« Chaque fois que je touche un vélo, je veux m'assurer qu'il puisse rouler vite. »
Le Sud-Africain Benedict Moqumo est encore en train d'apprendre les ficelles du métier de mécanicien, mais il dégage une assurance qui met instantanément le coureur en confiance. Il est cependant loin d’essayer de faire croire qu'il sait tout.
Actuellement en formation à l'atelier de mécanique du Centre Mondial du Cyclisme (CMC) UCI à Aigle, en Suisse, l'ancien cycliste de Johannesburg – connu de tous sous le nom de Bennie – acquiert de l'expérience et apprend chaque jour.
« Chaque fois que vous touchez un vélo, vous apprenez une nouvelle compétence. On se déteste pendant quelques minutes, puis on s'en remet parce qu'on a appris quelque chose de nouveau. Il y a beaucoup de choses que je continue à apprendre. Il y a tellement de petites choses, de trucs et de ficelles... Il faut des années pour apprendre. »
La passion de Bennie pour la mécanique des vélos a commencé lorsqu'il travaillait sur son propre vélo en tant qu'athlète.
« J'ai appris des choses qui sortaient de ma zone de confort, des choses qui me faisaient peur, qui m'amenaient à me demander si j'étais vraiment capable de les faire. »
Ses études en génie électrique ont renforcé son désir que tout fonctionne à 100 % : « Tout ce qui est mécanique doit fonctionner efficacement. Vous ne voulez pas entendre des bruits que vous ne comprenez pas, n'est-ce pas ? Et il ne faut travailler dessus qu'une seule fois. Quand on achète une voiture, ce n’est pas pour la ramener toutes les deux semaines au garage pour la faire réparer ! »

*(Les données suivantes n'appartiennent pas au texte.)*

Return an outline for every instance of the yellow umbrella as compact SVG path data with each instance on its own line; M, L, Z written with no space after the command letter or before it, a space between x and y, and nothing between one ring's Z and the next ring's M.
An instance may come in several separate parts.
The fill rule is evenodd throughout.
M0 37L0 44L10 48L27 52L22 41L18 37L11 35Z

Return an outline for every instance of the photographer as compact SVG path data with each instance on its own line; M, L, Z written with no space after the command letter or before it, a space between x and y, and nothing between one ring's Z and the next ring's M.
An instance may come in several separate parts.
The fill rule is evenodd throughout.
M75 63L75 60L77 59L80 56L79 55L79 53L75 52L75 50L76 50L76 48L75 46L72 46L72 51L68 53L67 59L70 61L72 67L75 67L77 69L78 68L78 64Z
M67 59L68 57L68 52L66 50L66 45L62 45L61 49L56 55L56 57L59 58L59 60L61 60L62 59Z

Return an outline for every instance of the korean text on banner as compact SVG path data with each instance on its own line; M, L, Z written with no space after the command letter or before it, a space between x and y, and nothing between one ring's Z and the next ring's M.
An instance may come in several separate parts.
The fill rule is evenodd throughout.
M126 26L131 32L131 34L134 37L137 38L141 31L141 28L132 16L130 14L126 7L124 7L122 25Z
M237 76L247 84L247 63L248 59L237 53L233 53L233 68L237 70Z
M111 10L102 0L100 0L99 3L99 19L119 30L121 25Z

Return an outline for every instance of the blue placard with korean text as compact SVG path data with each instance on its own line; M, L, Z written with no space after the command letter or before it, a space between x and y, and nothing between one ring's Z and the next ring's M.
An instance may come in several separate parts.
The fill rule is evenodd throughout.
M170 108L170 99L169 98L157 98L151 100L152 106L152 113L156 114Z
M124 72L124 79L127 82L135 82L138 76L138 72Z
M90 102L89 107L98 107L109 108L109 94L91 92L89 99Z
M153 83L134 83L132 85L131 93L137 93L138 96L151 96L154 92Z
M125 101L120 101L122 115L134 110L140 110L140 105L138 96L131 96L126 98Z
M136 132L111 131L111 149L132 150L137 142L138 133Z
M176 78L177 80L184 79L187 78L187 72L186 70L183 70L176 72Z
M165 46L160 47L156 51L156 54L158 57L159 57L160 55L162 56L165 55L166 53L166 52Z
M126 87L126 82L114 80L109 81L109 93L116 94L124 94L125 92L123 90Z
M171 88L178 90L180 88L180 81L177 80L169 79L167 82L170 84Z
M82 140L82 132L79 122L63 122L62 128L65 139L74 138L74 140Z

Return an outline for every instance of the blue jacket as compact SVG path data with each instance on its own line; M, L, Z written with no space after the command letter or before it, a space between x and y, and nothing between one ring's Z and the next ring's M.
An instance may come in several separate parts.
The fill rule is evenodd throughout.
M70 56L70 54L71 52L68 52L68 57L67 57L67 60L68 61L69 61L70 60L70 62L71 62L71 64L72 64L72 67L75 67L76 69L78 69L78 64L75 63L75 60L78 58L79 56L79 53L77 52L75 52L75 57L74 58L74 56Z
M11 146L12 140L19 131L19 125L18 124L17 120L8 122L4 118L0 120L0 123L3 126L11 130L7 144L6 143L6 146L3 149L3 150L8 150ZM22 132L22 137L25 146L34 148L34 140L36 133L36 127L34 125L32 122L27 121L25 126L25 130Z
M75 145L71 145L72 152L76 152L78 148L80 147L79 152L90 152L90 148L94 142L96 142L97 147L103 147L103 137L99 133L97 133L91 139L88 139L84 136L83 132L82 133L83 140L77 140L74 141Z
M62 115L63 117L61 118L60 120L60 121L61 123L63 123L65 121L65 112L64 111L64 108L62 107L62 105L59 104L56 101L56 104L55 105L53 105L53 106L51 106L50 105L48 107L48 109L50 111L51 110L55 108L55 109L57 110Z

De l'athlète au mécanicien en passant par l'entraîneur
Le parcours cycliste de Bennie a commencé un peu par hasard lorsqu'il était écolier dans le township de Johannesburg, à Soweto : le patron de sa mère nettoyait son garage et donnait ses vélos. Bennie a reçu un mountain bike et s'est rapidement pris au jeu. Pour faire court, il a été invité à rejoindre un club, est passé au cyclisme sur route, puis sur piste. Il est vite devenu évident qu'il avait du talent, et il a été invité à participer à plusieurs camps d'entraînement au Satellite de développement continental du CMC UCI de Paarl, en Afrique du Sud. Il a également passé une semaine au CMC UCI d'Aigle, en Suisse, en octobre 2019, pour s'entraîner avec le groupe piste. Dans la foulée, il s'est lancé dans une qualification d'entraîneur.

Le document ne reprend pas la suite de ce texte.